In our contingency planning for the general election, we prepared for a range of scenarios. Except, it turns out, the one that is the normal election result in this country – a majority party. Who’d have thought it? Nonetheless, a strong Conservative input to education policy was always likely, so we are familiar with the basic building blocks. One question now, though, is whether they might go further. The Conservative manifesto itself was written under the expectation of a coalition too. Do they now regret ruling out for-profit schools or only committing to 500 free schools?

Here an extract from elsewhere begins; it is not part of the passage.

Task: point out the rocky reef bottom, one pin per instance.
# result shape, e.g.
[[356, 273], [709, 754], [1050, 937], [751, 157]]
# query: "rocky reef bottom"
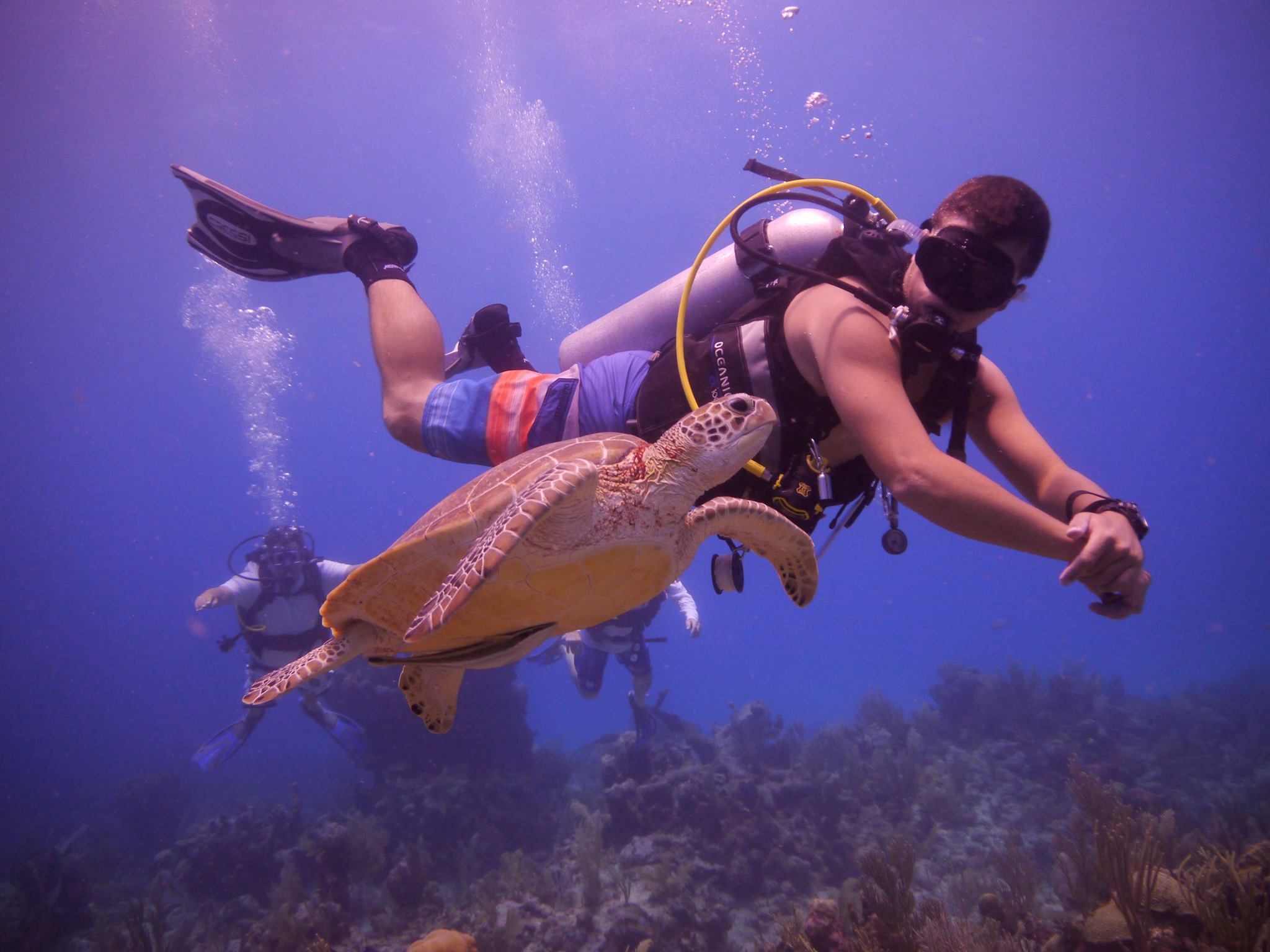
[[1016, 811]]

Some of the shape of the next five years was already determined whoever won: pupils, teachers, money. More of the first, less of the other two. This is the equation which will drive and constrain ministers. The Conservative manifesto is light on these topics. It risks fighting the last war – that of autonomy and accountability – rather than the future war, which will be capacity. It relies on the same tools as the previous administration: higher stakes, more testing, more autonomy. These have their place but no “policy lever” works effectively when pushed to extremes. I suspect the future secretary of state will find them worn out. They may need to develop a fresher vision than that of the manifesto.
On funding, the Conservatives promise to keep flat cash per pupil from 5-16. This may turn out to be more generous than the Labour proposals for schools but it is still a cut. The future of early years and post-16 is now difficult. More painfully, if the Conservatives are to honour their deficit reduction commitments they will need to find significant cuts in welfare and other public services. As the NAHT has demonstrated recently this puts immense pressure on school budgets as they attempt to pick up the pieces.
The manifesto does not major on teacher recruitment and retention, beyond high level promises on workload and reducing the burden of inspection. The commitment to the College of Teaching is good in itself, but it is not going to solve this issue. This situation could be stoked by further conflict with the unions if the government enacts anti-trade union legislation. All in all, this area is a significant Achilles’ heel that also needs a new vision. Is there an authentically Conservative “new deal” for teachers? It might involve greater flexibility and pay freedoms. If they could bring themselves to act on the assessment burden and inspection that would also open up possibilities.
Perhaps the most worrying entry in the manifesto is the pledge to change the leadership of schools judged by Ofsted as “requires improvement” (RI) unless they show a rapid plan of improvement. This effectively makes RI a category, which is far from what we were originally promised. It will have a devastating effect on leadership recruitment. I also doubt the capacity of the system to enact successful takeovers at the scale envisioned. I sense some potential for constructive discussion in the language. What does it mean to change leadership – is that automatically a sacking or could it involve an executive head supporting the existing team? What about the escape clause of the plan of improvement? Don’t all RI schools have to show capacity for improvement, isn’t that what stops them from being inadequate? I suspect I will be spending a lot of time on these questions soon.
Regardless of these conundrums, it is still beholden on the profession to take some control of its own destiny. We needn’t sit waiting for the worst, we can tackle many of our problems ourselves. We can take ownership of leadership development, we can help RI schools demonstrate improvement and we can help schools join together, in purposeful yet voluntary collaborations so they can help each other through these challenges. Take ownership of standards; take responsibility for each other. A mantra to hold on to.
Russell Hobby is general secretary of headteachers' union the NAHT.